# Personal Baggage Declaration Help



## Canuck2Kiwi (Jun 22, 2011)

Hi everyone, 

I am shipping my belongings prior to departing for our new life in Auckland and I have a few questions about unaccompanied baggage. Does anyone know what happens if I don't have the voyage number and container number filled out on the declaration form. The company that I am shipping with won't have that info for me right away.

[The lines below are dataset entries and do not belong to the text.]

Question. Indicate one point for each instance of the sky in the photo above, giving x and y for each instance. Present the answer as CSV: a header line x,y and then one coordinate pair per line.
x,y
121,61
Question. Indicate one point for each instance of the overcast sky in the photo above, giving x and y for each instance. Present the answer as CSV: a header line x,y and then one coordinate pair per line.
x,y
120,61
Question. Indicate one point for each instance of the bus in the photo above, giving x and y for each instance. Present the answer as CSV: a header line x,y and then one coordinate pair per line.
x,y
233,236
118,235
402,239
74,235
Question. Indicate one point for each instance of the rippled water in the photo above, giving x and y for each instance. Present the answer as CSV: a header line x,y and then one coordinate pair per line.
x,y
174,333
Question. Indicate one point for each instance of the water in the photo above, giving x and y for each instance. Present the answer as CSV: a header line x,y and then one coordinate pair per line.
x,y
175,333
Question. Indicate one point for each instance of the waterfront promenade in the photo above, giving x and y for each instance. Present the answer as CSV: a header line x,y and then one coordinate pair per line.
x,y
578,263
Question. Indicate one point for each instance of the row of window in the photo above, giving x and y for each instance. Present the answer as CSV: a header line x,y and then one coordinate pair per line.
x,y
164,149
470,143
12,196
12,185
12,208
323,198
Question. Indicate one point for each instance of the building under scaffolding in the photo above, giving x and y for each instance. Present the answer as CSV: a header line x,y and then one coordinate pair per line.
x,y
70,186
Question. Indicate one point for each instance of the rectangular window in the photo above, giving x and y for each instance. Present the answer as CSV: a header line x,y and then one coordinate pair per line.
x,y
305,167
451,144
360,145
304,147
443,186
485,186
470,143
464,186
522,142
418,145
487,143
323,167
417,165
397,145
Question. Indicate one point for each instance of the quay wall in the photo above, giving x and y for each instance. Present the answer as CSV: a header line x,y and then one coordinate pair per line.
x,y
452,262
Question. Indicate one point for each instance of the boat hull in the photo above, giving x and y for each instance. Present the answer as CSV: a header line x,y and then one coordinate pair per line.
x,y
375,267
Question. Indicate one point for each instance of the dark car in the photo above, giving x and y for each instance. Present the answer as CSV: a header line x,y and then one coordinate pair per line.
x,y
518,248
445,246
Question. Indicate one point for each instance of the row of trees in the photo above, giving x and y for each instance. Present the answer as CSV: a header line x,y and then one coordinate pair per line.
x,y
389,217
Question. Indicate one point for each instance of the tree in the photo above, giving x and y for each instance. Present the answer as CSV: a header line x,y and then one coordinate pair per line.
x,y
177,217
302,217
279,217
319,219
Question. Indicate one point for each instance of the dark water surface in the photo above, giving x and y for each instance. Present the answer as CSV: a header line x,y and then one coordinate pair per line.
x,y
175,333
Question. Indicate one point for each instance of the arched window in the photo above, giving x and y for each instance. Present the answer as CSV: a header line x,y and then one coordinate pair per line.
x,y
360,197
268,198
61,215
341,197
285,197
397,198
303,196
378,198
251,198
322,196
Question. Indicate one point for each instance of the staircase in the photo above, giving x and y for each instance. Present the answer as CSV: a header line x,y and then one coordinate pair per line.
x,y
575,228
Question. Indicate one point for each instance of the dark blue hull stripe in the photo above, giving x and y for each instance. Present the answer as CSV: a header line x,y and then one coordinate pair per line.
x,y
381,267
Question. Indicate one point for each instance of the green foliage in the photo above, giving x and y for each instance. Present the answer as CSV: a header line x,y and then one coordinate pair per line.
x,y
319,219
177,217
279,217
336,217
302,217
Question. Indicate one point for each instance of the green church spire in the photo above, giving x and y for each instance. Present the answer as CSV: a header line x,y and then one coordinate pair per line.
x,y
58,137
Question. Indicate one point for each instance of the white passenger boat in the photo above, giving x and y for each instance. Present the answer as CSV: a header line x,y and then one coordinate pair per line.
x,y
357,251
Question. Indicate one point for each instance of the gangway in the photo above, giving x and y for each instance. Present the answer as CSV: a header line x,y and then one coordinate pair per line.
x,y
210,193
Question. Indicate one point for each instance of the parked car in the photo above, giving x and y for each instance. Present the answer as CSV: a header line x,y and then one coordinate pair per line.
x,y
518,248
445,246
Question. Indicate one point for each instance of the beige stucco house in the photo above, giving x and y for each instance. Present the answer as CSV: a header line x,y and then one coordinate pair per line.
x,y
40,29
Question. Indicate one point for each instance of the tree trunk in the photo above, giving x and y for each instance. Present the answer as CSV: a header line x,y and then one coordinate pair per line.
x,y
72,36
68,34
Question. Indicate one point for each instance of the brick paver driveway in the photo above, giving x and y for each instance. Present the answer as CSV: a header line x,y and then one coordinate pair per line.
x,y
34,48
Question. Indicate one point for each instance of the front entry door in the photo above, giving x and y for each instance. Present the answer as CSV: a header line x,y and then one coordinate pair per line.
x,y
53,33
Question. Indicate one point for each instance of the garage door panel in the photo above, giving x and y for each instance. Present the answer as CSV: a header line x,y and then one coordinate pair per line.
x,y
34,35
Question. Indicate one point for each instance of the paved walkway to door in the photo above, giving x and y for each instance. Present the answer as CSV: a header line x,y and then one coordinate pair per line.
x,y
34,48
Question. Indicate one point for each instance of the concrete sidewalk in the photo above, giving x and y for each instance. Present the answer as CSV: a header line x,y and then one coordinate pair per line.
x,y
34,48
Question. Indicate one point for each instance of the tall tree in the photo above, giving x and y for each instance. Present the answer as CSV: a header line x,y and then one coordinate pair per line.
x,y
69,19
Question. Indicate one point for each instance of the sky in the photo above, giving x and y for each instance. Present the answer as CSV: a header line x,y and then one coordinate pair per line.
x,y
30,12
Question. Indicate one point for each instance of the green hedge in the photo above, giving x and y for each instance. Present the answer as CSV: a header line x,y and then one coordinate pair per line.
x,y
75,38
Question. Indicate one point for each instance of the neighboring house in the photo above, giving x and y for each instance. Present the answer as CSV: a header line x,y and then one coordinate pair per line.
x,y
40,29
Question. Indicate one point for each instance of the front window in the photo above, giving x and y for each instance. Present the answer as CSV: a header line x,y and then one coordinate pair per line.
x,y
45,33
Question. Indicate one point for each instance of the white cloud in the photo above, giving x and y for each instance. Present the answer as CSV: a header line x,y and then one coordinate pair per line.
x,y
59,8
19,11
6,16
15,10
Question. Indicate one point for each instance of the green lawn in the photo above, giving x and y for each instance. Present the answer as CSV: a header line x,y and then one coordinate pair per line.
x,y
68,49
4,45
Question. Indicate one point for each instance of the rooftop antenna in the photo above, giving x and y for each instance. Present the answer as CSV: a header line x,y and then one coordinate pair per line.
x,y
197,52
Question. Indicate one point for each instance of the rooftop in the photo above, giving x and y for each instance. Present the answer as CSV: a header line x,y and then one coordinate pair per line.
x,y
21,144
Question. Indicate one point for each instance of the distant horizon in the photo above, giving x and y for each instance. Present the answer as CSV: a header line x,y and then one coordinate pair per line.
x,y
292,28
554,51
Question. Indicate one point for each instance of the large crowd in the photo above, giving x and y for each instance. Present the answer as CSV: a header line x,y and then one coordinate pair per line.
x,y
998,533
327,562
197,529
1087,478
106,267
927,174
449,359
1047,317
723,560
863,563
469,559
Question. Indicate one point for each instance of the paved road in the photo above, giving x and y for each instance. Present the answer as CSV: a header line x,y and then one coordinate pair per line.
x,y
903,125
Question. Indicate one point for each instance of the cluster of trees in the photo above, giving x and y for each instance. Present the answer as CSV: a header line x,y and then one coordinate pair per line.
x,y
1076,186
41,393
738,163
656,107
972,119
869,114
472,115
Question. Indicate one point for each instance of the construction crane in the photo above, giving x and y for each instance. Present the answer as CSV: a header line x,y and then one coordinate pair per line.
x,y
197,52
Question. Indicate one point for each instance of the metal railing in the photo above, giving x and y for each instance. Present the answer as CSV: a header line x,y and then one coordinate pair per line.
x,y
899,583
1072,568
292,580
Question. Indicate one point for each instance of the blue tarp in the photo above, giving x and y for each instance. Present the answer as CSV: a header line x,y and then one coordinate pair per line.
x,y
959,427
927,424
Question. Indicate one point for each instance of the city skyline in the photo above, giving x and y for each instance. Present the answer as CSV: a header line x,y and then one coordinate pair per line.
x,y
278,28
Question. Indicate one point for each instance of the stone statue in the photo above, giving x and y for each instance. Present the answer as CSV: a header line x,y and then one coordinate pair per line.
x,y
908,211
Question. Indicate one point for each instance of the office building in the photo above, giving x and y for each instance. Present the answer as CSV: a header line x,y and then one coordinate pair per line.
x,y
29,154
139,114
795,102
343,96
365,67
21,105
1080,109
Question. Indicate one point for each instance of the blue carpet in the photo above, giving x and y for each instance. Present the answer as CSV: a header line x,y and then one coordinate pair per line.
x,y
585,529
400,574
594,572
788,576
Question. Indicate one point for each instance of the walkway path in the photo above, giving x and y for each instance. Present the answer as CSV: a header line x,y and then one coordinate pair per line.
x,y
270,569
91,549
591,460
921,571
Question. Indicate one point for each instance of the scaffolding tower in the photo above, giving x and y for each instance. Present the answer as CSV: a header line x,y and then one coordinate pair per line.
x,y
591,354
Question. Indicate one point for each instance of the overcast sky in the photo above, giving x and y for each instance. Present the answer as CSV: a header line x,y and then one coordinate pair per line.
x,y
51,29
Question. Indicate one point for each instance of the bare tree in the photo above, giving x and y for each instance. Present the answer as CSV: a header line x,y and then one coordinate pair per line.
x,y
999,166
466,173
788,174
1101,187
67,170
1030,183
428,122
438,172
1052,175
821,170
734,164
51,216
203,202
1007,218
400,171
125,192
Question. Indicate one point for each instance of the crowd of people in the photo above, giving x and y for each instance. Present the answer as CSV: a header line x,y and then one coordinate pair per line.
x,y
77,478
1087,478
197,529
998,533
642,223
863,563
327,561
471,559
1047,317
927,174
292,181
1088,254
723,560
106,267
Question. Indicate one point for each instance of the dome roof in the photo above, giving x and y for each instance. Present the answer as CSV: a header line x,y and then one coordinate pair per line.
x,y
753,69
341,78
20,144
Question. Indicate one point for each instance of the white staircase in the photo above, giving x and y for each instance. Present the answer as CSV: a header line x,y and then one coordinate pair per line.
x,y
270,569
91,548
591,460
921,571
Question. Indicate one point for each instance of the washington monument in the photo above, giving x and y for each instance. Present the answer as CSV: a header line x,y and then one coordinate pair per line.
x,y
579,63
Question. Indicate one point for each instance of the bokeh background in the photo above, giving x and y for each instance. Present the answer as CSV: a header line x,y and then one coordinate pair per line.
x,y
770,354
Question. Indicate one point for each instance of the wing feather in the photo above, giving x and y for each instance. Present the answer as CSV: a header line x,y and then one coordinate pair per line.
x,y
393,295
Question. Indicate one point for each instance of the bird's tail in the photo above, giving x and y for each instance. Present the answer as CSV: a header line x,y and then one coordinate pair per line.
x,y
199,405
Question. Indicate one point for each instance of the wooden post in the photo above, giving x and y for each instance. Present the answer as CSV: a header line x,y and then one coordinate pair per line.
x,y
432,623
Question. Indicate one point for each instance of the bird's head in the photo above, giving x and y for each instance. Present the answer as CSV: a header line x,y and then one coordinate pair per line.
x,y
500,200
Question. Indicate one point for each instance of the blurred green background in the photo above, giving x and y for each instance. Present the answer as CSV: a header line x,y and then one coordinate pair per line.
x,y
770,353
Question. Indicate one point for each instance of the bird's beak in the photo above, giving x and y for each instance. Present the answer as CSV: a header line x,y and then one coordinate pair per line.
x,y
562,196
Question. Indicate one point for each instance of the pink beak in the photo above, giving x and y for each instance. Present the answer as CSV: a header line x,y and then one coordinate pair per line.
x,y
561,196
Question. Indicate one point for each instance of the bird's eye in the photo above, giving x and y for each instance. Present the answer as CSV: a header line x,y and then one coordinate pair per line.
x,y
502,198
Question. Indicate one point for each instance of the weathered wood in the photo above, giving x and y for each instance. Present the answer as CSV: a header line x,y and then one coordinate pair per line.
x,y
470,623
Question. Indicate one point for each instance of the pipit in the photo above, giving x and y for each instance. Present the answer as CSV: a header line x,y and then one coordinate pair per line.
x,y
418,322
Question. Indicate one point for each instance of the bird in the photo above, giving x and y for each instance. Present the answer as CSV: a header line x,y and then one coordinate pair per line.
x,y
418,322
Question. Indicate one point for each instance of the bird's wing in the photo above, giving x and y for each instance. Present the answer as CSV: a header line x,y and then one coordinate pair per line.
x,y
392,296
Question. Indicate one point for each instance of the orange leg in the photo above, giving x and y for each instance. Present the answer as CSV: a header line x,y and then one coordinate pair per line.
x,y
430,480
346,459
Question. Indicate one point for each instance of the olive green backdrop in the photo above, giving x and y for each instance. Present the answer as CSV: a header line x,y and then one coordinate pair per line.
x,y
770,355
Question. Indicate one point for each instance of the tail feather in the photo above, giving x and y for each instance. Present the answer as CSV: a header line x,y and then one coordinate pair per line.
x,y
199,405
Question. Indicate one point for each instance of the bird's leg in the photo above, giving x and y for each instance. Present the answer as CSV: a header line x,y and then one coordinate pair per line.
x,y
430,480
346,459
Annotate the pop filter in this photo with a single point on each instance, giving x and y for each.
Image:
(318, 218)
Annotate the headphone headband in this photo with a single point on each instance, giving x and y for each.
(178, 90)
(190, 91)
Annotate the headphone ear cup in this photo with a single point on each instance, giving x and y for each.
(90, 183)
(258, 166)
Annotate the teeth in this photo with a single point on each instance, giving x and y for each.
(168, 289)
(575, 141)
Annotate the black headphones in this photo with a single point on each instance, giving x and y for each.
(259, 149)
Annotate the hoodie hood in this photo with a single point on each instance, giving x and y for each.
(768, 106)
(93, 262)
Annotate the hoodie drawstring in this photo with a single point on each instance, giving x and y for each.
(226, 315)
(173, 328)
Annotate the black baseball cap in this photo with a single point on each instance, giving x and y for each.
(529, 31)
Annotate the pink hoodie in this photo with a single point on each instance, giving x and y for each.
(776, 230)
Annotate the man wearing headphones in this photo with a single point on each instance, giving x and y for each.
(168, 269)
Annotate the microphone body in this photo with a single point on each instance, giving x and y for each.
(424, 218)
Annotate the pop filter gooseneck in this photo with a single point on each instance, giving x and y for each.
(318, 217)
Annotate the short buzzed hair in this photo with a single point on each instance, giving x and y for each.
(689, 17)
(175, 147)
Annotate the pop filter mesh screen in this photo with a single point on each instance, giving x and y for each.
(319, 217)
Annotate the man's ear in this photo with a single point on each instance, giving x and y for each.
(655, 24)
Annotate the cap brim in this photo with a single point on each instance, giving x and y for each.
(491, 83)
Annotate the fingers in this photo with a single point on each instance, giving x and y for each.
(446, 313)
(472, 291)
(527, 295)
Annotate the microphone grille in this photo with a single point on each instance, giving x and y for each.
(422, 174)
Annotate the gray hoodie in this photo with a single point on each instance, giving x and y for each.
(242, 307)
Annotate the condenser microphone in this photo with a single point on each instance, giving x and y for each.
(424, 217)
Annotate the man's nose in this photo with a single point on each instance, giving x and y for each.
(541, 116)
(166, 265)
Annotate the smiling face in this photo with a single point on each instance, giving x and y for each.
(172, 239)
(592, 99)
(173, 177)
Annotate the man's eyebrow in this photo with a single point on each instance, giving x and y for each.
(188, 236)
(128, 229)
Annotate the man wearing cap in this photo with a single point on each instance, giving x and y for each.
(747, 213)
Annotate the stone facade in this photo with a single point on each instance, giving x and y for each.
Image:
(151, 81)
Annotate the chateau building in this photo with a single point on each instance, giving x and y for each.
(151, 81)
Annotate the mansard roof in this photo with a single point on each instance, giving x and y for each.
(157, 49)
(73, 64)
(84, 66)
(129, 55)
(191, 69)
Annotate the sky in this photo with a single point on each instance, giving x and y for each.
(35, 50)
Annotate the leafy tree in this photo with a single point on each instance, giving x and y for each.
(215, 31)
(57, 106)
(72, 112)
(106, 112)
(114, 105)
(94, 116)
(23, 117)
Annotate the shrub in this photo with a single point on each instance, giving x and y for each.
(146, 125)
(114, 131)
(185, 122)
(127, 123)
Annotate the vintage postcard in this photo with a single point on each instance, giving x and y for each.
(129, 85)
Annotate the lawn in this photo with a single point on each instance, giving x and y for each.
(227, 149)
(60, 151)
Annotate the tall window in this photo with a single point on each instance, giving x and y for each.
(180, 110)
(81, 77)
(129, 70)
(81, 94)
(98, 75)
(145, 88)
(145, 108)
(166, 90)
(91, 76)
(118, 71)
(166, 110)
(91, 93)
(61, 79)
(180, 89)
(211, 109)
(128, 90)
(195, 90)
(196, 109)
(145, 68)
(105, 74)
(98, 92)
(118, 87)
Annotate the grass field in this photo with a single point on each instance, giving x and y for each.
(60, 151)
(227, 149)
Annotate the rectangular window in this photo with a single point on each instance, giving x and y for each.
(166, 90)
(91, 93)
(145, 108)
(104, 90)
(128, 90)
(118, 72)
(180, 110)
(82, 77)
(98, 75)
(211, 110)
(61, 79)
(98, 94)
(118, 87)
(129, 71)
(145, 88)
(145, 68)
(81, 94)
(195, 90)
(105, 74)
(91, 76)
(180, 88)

Am I correct in thinking that the Unaccompanied Personal Baggage Declaration form needs to be sent with our belongings and not presented once the shipment has arrived in NZ?


----------



## topcat83 (Apr 16, 2009)

Canuck2Kiwi said:


> Hi everyone,
> 
> I am shipping my belongings prior to departing for our new life in Auckland and I have a few questions about unaccompanied baggage. Does anyone know what happens if I don't have the voyage number and container number filled out on the declaration form. The company that I am shipping with won't have that info for me right away.
> 
> Am I correct in thinking that the Unaccompanied Personal Baggage Declaration form needs to be sent with our belongings and not presented once the shipment has arrived in NZ?


The shipping company that you're using will have all that information - once they've decided which ship it's going on! Often they'll save up the part-containers until they have enough for one. They'll only know the details then.

So I'd ask them what to do.


----------